I'll buy that a decent woman is attracted to masculine men. I don't buy that cleaning the dishes after cleaning the 1911 degrades a man's masculinity. You're either masculine or you're not. If it has to be explained, the explanation won't do any good. Masculinity isn't a coat you put on and take off, or buy at the Men's Store.

dc.sunsets said...

I've been sole bread-winner, co-bread-winner and "full dependent." Division of labor around the house changed with each condition along sensible lines without causing my wife to grow a beard or the pitch of my voice to rise. I truly don't get why this is difficult for others.

Boko Harambe said...

I don't expect choreplay, etc. but recently a series of illnesses affected our household. Even the dog was sick. Having a mate capable of tending to chores while I was too feverish to move was a blessing, and I took care in return. We both took care of the kids. Laundry, food, what medicines were necessary...we worked as a unit.
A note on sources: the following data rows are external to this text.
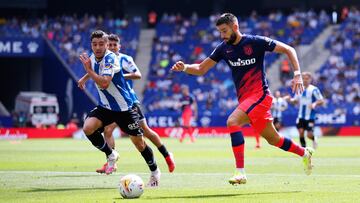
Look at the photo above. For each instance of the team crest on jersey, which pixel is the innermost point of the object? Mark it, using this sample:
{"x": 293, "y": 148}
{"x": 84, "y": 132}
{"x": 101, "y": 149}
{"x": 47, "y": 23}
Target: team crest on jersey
{"x": 248, "y": 50}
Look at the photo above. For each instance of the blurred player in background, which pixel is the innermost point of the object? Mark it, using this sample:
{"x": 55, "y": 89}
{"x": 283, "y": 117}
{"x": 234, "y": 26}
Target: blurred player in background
{"x": 131, "y": 72}
{"x": 308, "y": 101}
{"x": 115, "y": 104}
{"x": 189, "y": 112}
{"x": 278, "y": 106}
{"x": 245, "y": 56}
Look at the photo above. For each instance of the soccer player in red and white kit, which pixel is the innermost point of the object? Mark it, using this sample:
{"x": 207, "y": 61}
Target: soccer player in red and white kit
{"x": 189, "y": 112}
{"x": 245, "y": 56}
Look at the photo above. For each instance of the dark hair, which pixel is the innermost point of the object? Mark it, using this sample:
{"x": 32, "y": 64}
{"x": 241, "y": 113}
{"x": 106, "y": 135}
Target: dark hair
{"x": 114, "y": 37}
{"x": 226, "y": 18}
{"x": 98, "y": 34}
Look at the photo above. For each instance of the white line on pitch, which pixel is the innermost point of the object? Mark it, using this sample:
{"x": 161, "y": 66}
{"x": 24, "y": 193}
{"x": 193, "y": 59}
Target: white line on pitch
{"x": 176, "y": 174}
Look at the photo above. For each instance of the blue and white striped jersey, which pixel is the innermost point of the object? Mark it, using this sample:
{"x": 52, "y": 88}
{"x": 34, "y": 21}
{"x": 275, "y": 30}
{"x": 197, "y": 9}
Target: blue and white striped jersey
{"x": 278, "y": 106}
{"x": 309, "y": 96}
{"x": 117, "y": 96}
{"x": 128, "y": 65}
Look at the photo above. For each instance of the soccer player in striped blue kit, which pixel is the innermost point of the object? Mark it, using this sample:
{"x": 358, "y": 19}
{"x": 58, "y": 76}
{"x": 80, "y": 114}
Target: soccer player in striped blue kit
{"x": 308, "y": 101}
{"x": 115, "y": 103}
{"x": 131, "y": 72}
{"x": 244, "y": 54}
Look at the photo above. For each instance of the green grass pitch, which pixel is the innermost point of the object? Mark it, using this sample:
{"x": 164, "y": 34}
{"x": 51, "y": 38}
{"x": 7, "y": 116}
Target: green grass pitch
{"x": 62, "y": 170}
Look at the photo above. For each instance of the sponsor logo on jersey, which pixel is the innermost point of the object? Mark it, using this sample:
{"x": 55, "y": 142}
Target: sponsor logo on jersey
{"x": 248, "y": 50}
{"x": 241, "y": 62}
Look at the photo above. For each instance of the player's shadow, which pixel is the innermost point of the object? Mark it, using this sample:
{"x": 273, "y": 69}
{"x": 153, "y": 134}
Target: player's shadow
{"x": 70, "y": 176}
{"x": 64, "y": 189}
{"x": 220, "y": 195}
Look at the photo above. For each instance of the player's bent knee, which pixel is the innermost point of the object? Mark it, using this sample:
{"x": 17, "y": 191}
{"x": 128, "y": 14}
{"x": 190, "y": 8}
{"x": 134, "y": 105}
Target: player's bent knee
{"x": 232, "y": 122}
{"x": 88, "y": 130}
{"x": 272, "y": 141}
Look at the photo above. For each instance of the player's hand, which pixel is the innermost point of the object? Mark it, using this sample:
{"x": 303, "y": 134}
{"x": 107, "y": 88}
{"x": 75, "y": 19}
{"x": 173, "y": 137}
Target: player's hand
{"x": 85, "y": 60}
{"x": 313, "y": 105}
{"x": 178, "y": 66}
{"x": 287, "y": 98}
{"x": 297, "y": 85}
{"x": 81, "y": 83}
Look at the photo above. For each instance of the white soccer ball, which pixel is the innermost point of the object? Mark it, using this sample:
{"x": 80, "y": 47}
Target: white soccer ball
{"x": 131, "y": 186}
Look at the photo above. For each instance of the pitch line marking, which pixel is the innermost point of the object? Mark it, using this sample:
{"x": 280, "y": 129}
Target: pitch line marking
{"x": 183, "y": 174}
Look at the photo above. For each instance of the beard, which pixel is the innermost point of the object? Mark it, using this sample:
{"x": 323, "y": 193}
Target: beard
{"x": 232, "y": 39}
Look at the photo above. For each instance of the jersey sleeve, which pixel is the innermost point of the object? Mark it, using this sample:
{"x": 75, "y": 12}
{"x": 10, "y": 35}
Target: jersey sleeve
{"x": 317, "y": 94}
{"x": 111, "y": 65}
{"x": 216, "y": 55}
{"x": 128, "y": 64}
{"x": 266, "y": 43}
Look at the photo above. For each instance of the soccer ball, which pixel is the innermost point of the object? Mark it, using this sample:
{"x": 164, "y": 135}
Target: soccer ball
{"x": 131, "y": 186}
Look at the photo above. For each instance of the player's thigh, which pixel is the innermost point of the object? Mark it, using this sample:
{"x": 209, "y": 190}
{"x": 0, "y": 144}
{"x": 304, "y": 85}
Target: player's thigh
{"x": 238, "y": 118}
{"x": 128, "y": 121}
{"x": 91, "y": 124}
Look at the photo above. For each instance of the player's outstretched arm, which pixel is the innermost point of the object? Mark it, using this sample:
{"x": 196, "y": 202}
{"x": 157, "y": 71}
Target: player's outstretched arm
{"x": 290, "y": 100}
{"x": 297, "y": 85}
{"x": 194, "y": 69}
{"x": 82, "y": 81}
{"x": 102, "y": 81}
{"x": 133, "y": 76}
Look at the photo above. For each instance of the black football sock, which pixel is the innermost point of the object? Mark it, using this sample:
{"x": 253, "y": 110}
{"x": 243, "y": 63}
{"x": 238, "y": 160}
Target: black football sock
{"x": 98, "y": 141}
{"x": 149, "y": 158}
{"x": 302, "y": 141}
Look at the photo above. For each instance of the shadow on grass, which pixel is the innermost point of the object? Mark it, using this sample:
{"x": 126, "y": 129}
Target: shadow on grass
{"x": 70, "y": 176}
{"x": 217, "y": 195}
{"x": 64, "y": 189}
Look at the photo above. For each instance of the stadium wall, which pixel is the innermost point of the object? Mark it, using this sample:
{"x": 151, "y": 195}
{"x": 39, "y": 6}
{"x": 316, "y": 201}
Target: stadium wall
{"x": 58, "y": 81}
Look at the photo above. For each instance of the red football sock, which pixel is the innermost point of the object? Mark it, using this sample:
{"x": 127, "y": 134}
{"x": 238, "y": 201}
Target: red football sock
{"x": 288, "y": 145}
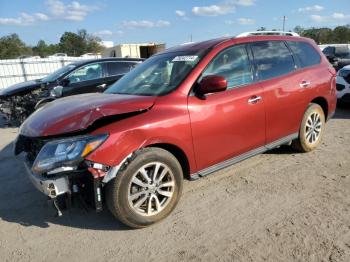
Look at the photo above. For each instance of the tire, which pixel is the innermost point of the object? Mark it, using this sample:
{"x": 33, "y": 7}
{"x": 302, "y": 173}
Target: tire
{"x": 123, "y": 195}
{"x": 311, "y": 129}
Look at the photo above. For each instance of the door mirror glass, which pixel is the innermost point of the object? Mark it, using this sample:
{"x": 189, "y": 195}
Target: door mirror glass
{"x": 65, "y": 82}
{"x": 212, "y": 84}
{"x": 56, "y": 91}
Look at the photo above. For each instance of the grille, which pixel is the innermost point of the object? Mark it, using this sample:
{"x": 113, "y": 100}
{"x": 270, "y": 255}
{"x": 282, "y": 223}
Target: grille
{"x": 29, "y": 145}
{"x": 340, "y": 87}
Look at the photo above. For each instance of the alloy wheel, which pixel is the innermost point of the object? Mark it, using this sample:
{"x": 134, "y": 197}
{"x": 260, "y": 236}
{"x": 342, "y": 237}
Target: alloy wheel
{"x": 151, "y": 188}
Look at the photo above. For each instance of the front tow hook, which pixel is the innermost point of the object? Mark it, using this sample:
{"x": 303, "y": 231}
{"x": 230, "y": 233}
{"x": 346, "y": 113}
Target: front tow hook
{"x": 55, "y": 205}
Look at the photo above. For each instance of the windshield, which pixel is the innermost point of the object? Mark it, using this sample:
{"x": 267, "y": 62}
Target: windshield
{"x": 53, "y": 76}
{"x": 158, "y": 75}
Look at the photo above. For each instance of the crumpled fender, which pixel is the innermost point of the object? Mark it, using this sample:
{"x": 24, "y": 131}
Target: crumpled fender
{"x": 77, "y": 113}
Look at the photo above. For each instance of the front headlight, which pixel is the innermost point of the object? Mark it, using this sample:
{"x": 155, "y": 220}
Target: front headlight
{"x": 343, "y": 72}
{"x": 66, "y": 152}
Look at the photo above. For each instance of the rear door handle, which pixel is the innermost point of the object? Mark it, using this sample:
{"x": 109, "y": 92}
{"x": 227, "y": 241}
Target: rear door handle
{"x": 304, "y": 84}
{"x": 254, "y": 99}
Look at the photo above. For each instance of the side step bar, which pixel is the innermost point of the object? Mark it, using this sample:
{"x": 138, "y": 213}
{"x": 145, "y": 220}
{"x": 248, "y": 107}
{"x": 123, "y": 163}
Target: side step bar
{"x": 236, "y": 159}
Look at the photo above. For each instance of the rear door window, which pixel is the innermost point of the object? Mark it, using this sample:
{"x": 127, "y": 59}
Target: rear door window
{"x": 118, "y": 68}
{"x": 272, "y": 59}
{"x": 305, "y": 53}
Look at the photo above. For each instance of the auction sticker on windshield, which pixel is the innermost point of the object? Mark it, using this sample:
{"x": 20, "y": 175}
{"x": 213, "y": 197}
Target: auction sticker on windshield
{"x": 185, "y": 58}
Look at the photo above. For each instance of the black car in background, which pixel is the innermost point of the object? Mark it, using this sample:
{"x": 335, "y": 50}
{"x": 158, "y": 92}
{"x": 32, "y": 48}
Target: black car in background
{"x": 17, "y": 102}
{"x": 338, "y": 56}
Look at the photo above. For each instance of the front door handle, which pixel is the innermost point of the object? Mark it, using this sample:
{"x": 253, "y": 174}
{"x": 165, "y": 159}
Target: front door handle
{"x": 304, "y": 84}
{"x": 254, "y": 99}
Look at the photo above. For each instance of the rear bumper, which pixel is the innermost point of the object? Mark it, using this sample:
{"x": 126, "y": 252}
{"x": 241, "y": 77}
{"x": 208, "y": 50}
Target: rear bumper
{"x": 50, "y": 187}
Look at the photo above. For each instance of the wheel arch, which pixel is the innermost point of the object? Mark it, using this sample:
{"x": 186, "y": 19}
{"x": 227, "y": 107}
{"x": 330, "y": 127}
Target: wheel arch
{"x": 178, "y": 153}
{"x": 322, "y": 102}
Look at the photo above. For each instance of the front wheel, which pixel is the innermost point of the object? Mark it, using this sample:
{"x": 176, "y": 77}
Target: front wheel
{"x": 147, "y": 189}
{"x": 311, "y": 129}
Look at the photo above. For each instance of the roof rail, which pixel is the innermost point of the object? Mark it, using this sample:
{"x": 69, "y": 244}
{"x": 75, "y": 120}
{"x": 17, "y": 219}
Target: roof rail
{"x": 267, "y": 33}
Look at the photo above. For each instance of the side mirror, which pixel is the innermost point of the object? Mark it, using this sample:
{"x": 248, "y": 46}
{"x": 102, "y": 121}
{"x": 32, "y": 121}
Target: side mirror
{"x": 56, "y": 91}
{"x": 212, "y": 84}
{"x": 330, "y": 57}
{"x": 65, "y": 82}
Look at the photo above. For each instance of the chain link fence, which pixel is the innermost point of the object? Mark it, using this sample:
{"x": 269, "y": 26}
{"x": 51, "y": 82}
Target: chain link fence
{"x": 14, "y": 71}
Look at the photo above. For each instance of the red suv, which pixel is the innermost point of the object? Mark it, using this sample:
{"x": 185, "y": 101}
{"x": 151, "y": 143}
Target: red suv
{"x": 185, "y": 112}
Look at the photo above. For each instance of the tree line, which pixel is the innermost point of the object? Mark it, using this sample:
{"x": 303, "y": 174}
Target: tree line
{"x": 73, "y": 44}
{"x": 324, "y": 35}
{"x": 76, "y": 44}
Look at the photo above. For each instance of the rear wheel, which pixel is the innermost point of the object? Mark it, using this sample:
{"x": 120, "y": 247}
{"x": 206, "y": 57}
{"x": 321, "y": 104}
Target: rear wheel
{"x": 147, "y": 190}
{"x": 311, "y": 129}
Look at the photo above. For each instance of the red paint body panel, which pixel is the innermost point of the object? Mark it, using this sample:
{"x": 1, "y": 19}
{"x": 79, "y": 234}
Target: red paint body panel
{"x": 207, "y": 131}
{"x": 76, "y": 113}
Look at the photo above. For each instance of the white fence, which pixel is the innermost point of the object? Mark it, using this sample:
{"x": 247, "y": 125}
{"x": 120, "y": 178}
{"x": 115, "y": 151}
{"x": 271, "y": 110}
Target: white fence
{"x": 14, "y": 71}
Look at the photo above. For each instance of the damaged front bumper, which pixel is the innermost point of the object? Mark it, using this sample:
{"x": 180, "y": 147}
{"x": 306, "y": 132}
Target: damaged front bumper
{"x": 51, "y": 187}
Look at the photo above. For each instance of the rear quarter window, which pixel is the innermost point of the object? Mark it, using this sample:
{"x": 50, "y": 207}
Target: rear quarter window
{"x": 305, "y": 53}
{"x": 272, "y": 59}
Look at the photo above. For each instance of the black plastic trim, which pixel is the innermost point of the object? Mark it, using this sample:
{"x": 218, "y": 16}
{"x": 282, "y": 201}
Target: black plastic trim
{"x": 244, "y": 156}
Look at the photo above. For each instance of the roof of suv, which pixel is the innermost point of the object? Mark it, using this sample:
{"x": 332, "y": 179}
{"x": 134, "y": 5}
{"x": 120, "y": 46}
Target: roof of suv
{"x": 111, "y": 59}
{"x": 204, "y": 45}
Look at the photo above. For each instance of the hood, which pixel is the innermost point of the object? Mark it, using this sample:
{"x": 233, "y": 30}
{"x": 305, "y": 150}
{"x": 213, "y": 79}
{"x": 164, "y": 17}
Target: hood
{"x": 20, "y": 88}
{"x": 76, "y": 113}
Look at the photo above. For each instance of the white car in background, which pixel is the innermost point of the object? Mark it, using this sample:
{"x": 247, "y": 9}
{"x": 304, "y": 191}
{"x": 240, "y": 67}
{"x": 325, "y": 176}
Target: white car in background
{"x": 343, "y": 85}
{"x": 91, "y": 55}
{"x": 58, "y": 55}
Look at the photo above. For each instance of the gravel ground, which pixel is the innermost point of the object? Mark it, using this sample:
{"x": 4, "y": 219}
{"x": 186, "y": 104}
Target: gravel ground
{"x": 278, "y": 206}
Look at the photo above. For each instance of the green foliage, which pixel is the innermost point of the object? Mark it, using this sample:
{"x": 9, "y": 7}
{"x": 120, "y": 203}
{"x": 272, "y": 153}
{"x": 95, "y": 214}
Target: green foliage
{"x": 338, "y": 35}
{"x": 73, "y": 44}
{"x": 77, "y": 44}
{"x": 11, "y": 46}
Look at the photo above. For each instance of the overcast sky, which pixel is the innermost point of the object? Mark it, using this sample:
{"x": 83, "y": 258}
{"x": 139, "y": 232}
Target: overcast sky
{"x": 172, "y": 22}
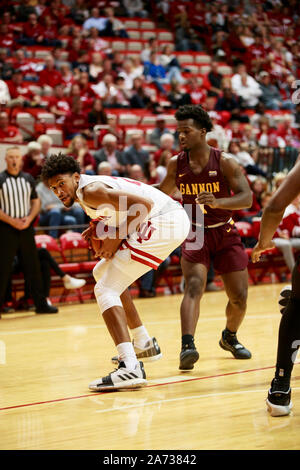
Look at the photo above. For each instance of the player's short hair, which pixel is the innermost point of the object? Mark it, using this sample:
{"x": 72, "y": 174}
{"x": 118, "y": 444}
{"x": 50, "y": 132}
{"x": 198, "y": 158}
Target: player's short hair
{"x": 197, "y": 113}
{"x": 59, "y": 164}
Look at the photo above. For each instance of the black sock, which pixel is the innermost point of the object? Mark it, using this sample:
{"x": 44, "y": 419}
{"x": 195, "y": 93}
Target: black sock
{"x": 288, "y": 340}
{"x": 228, "y": 335}
{"x": 187, "y": 341}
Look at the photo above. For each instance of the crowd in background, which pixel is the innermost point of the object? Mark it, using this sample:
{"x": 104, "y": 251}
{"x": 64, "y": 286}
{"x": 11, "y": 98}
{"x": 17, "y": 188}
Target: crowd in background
{"x": 83, "y": 82}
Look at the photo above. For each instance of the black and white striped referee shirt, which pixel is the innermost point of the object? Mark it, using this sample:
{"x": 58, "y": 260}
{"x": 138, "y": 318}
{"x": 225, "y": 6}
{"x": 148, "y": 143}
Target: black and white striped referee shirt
{"x": 16, "y": 193}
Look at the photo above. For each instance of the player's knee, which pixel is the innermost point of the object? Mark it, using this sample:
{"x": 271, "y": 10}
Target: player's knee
{"x": 239, "y": 299}
{"x": 106, "y": 297}
{"x": 195, "y": 286}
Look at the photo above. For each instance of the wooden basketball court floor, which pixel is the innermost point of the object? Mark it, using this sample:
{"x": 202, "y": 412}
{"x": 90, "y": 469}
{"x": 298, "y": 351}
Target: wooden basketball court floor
{"x": 47, "y": 362}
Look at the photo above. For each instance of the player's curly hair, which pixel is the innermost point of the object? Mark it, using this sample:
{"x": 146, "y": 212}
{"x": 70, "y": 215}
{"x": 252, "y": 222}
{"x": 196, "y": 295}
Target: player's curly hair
{"x": 197, "y": 113}
{"x": 59, "y": 164}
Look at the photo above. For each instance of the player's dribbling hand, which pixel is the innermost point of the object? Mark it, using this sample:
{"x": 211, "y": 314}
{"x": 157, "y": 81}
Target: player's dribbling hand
{"x": 108, "y": 248}
{"x": 207, "y": 198}
{"x": 259, "y": 249}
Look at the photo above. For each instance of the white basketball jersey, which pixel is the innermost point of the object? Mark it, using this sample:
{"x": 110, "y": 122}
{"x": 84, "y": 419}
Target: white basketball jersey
{"x": 109, "y": 215}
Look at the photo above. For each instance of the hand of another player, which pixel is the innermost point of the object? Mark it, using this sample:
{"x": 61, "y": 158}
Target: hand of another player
{"x": 259, "y": 249}
{"x": 87, "y": 233}
{"x": 108, "y": 248}
{"x": 208, "y": 199}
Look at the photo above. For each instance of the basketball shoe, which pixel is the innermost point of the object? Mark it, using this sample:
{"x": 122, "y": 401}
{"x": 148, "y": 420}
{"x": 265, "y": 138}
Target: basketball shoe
{"x": 279, "y": 398}
{"x": 121, "y": 378}
{"x": 151, "y": 352}
{"x": 188, "y": 356}
{"x": 229, "y": 342}
{"x": 284, "y": 297}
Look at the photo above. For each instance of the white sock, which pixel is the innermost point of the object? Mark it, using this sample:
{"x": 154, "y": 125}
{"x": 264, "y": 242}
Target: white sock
{"x": 140, "y": 336}
{"x": 126, "y": 354}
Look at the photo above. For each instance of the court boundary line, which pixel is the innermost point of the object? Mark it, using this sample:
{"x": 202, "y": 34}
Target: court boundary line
{"x": 91, "y": 394}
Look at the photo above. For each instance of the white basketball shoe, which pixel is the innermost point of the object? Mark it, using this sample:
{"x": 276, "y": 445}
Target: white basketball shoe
{"x": 121, "y": 378}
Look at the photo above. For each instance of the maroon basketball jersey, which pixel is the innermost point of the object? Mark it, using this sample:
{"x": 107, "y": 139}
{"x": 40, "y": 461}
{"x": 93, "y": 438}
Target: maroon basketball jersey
{"x": 210, "y": 179}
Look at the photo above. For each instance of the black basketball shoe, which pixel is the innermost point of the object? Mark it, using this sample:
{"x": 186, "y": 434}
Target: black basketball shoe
{"x": 229, "y": 342}
{"x": 279, "y": 398}
{"x": 284, "y": 298}
{"x": 188, "y": 356}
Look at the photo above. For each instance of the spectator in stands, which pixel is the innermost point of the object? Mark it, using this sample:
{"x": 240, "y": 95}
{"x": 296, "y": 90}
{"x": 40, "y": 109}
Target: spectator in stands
{"x": 96, "y": 67}
{"x": 20, "y": 93}
{"x": 16, "y": 229}
{"x": 98, "y": 22}
{"x": 23, "y": 10}
{"x": 178, "y": 96}
{"x": 228, "y": 102}
{"x": 110, "y": 153}
{"x": 117, "y": 26}
{"x": 97, "y": 115}
{"x": 128, "y": 73}
{"x": 169, "y": 61}
{"x": 123, "y": 94}
{"x": 159, "y": 130}
{"x": 49, "y": 76}
{"x": 196, "y": 92}
{"x": 270, "y": 93}
{"x": 5, "y": 97}
{"x": 33, "y": 159}
{"x": 54, "y": 213}
{"x": 155, "y": 73}
{"x": 135, "y": 154}
{"x": 136, "y": 172}
{"x": 113, "y": 128}
{"x": 9, "y": 133}
{"x": 249, "y": 137}
{"x": 106, "y": 90}
{"x": 244, "y": 158}
{"x": 78, "y": 12}
{"x": 76, "y": 121}
{"x": 79, "y": 150}
{"x": 215, "y": 80}
{"x": 46, "y": 143}
{"x": 104, "y": 168}
{"x": 161, "y": 169}
{"x": 151, "y": 46}
{"x": 135, "y": 8}
{"x": 141, "y": 98}
{"x": 59, "y": 104}
{"x": 96, "y": 43}
{"x": 32, "y": 31}
{"x": 246, "y": 87}
{"x": 67, "y": 78}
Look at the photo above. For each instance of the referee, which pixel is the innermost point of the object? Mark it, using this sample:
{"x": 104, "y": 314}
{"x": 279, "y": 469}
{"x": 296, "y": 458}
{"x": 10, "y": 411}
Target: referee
{"x": 19, "y": 206}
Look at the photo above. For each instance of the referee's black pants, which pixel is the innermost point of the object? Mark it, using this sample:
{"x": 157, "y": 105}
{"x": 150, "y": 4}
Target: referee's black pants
{"x": 13, "y": 241}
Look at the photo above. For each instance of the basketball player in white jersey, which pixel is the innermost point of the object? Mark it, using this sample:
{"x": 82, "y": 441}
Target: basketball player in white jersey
{"x": 140, "y": 226}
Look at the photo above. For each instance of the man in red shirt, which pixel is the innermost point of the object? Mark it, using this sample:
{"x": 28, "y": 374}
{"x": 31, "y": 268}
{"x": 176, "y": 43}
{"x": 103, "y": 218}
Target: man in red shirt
{"x": 32, "y": 31}
{"x": 50, "y": 76}
{"x": 76, "y": 121}
{"x": 9, "y": 133}
{"x": 20, "y": 92}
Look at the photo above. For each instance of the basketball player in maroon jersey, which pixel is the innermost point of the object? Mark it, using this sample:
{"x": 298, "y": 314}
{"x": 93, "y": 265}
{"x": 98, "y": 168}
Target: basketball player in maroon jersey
{"x": 208, "y": 177}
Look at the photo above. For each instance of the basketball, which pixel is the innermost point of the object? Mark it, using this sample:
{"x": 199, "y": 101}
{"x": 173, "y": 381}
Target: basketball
{"x": 96, "y": 245}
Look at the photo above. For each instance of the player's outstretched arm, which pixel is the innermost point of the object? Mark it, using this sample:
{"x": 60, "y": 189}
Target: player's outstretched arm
{"x": 97, "y": 196}
{"x": 168, "y": 185}
{"x": 273, "y": 212}
{"x": 237, "y": 183}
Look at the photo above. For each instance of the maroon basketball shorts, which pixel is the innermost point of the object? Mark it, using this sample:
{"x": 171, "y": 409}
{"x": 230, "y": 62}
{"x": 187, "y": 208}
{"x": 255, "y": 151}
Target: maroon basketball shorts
{"x": 221, "y": 245}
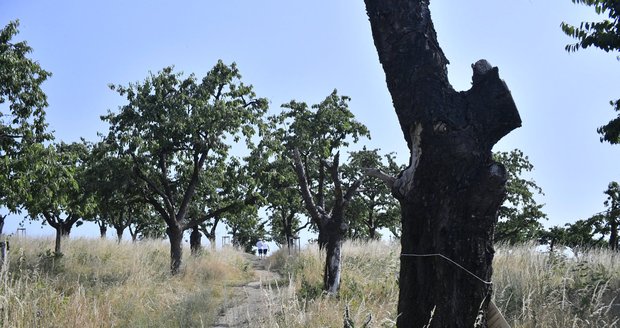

THAT is where you need mutual competence. Absent illness or some other emergency, he does his work, I do mine.

Reconquista Initiative said...

The funny thing is that from time to time (like once a month), I make sure to do all the domestic chores for my wife just as a part of dread-game. It reminds the wife that I can do everything she can, and that I ultimately do not need her if she does not keep up her end of the domestic bargain. The point gets across nicely!

Regards.
www.reconquistainitiative.com

Unknown said...

I think one factor that drives many people to believe that "choreplay" can work is because they think they've seen it work. As an example: my wife is already sexually attracted to me. When I hang up the laundry for her (something that is usually her job), it's because she's sick, or super stressed out and needs a break, or something. And that pushes her emotional-comfort buttons: "My husband is taking care of me!" Because there's pre-existing sexual attraction, the emotional comfort reinforces the attraction, and later in the bedroom, she lets me know in no uncertain terms how much she appreciates me. BUT if I did the same kind of thing in a relationship where there was (and should be) no sexual attraction, let's say for my unmarried sister who needed a break... the emotional reaction would be very similar, "Aww, you're SUCH a nice brother to me!" But it would not, by itself, create ANY sexual attraction.

That's why some people end up thinking that "choreplay" works. Because it CAN help reinforce or heighten pre-existing sexual attraction, if done in the right frame ("I'm going to take care of you" makes her feel "I'm safe because my big strong man is on the job"). But they miss the necessary fact of pre-existing attraction, and end up thinking that it's the choreplay that created the attraction.

Since Blogspot apparently hates me, this comment will probably show up as "Unknown". I don't intend to post anonymously; my name is Robin Munn.

Tom Terrific said...

Whether it's emasculating or not, "No man was ever given a blowjob by his wife while doing the dishes".

The best doing the dishes does is kindle gratitude, if you're lucky. It does nothing for tingles.

S1AL said...

I'm gonna go out on a limb here and say that no man was ever given a blowjob while changing the oil in a car, either, because that's a *fucking stupid situation*.

Stg58/Animal Mother said...

I'd be willing to go out on a limb as well and say no man has ever been to me a blowjob while repairing the water heater.